Bamforth–Lazarus syndrome

Bamforth–Lazarus syndrome
Other namesAthyroidal hypothyroidism-spiky hair-cleft palate syndrome, Bamforth syndrome
Illustration shows person with Bamforth-Lazarus syndrome, with extensive cleft palate, hypertelorism, spiky hair and low posterior hairline, and low set ears.
SpecialtyMedical genetics
SymptomsCongenital hypothyroidism, cleft palate, spiky hair, choanal atresia, bifid epiglottis
Usual onsetPresent at birth
CausesGenetic (autosomal recessive disorder, mutation in FOXE1 gene)
TreatmentThyroid hormone replacement therapy
PrognosisGood prognosis with treatment

Bamforth–Lazarus syndrome is a rare inherited genetic condition caused by rare variants in the forkhead domain of the FOXE1 gene, which encodes a protein involved in thyroid development.[1] The prevalence of Bamforth–Lazarus syndrome is less than 1 in 1 000 000 people.[2] It follows an autosomal recessive mode of inheritance pattern.[1] The disorder is characterized by congenital hypothyroidism due to thyroid dysgenesis and other symptoms including, cleft palate, spiky or coarse hair, choanal atresia, and occasionally a bifid epiglottis.[3]

Bamforth–Lazarus syndrome was first described in 1989 by the physicians J. S. Bamforth and J. H. Lazarus.[4]

Signs and symptoms

The primary feature of Bamforth–Lazarus syndrome is congenital hypothyroidism,[1] which is an endocrine condition in which the thyroid gland fails to produce sufficient levels of thyroid hormones.[5] This is due to the fact that affected individuals often exhibit thyroid dysgenesis, or have an underdeveloped, incorrectly placed, or entirely missing thyroid gland (thyroid agenesis).[6] As thyroid hormones are crucial for regulating metabolism, insufficient levels can impact heart rate, body temperature, and body weight.[7] This can lead to several common symptoms seen in affected individuals, including slow heart rate, severe fatigue, constipation, muscle aches, high sensitivity to cold, and weight gain.[7]

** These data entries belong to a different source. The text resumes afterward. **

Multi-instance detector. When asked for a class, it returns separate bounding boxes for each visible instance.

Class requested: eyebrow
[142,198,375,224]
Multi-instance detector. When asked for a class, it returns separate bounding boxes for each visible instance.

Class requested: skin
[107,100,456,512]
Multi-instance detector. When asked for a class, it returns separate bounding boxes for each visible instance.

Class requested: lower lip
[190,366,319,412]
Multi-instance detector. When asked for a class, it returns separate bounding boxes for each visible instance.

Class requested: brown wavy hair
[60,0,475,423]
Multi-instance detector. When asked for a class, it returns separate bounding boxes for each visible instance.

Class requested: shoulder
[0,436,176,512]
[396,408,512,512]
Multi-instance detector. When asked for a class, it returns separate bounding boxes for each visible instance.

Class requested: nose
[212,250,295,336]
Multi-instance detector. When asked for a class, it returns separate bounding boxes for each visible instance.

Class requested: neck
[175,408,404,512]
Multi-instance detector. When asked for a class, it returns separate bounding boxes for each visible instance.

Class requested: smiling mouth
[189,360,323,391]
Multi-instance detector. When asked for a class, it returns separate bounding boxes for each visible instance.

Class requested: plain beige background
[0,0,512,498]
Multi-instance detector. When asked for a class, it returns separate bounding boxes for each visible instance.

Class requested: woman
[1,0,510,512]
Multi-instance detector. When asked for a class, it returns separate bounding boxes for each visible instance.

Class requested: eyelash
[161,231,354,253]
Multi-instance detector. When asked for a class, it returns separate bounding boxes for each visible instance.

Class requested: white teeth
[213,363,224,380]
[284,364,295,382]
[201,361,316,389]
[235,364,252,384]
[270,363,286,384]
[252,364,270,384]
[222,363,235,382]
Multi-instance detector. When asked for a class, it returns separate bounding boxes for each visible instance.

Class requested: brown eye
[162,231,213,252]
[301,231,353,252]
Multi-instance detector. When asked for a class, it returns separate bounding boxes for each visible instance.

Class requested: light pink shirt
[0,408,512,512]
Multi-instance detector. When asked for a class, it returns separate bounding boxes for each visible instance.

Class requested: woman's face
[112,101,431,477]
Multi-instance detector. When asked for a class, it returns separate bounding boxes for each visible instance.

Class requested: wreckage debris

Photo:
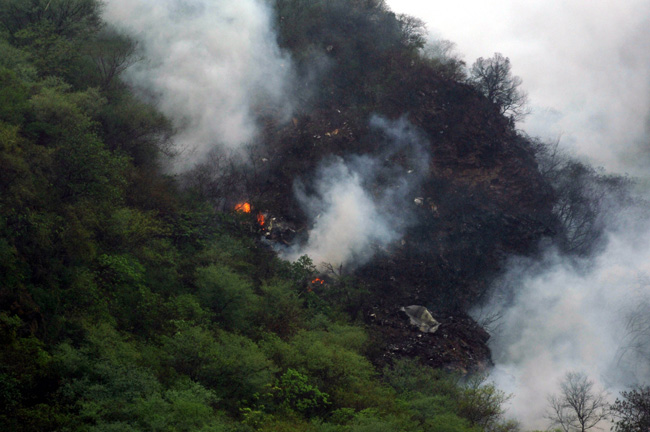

In addition to thyroid abnormalities, some patients also exhibit a range of structural congenital anomalies, such as cleft palate, choanal atresia, which is blockage of the nasal passage by abnormal tissue development, and bifid epiglottis, in which the epiglottis has a midline cleft.[3] Other various reported symptoms include spiky or abnormal scalp hair, small areolae, mild bilateral hearing loss, and the presence of café-au-lait spots (pigmented, brown, flat birthmarks) on the skin.[1]

Patients with Bamforth–Lazarus syndrome are commonly diagnosed at birth or within the first six months of birth as a result of the early presentation of hypothyroidism caused by thyroid dysgenesis as well as the other developmental features.[1] The phenotypes of adolescent and adult patients are not currently well characterized in the medical literature, although, in 1998 two male siblings with Bamforth–Lazarus syndrome, ages 13 and 16, were described as having thus far undergone normal pubertal development and exhibited normal anterior pituitary function at the time of the report.[8] In 2022, an 18-year-old affected male was also reported to have undergone normal pubertal development.[1]

Genetics

Bamforth–Lazarus syndrome is caused by variants in the Forkhead box E1 (FOXE1) gene, also known as Thyroid Transcription Factor 2 (TTF2). FOXE1 is a single-exon gene located on chromosome 9 at the position 9q22.33 in the genome.[9] The gene codes for a 373 amino acid transcription factor, FOXE1, containing a conserved forkhead domain, which binds DNA to help regulate gene expression.[1]

Role of FOXE1 gene

During prenatal development, FOXE1 has been shown to be expressed in the thyroid, thymus, and oropharyngeal epithelium, while it is expressed in the thyroid, hair follicles, and prepubertal testes postnatally.[1]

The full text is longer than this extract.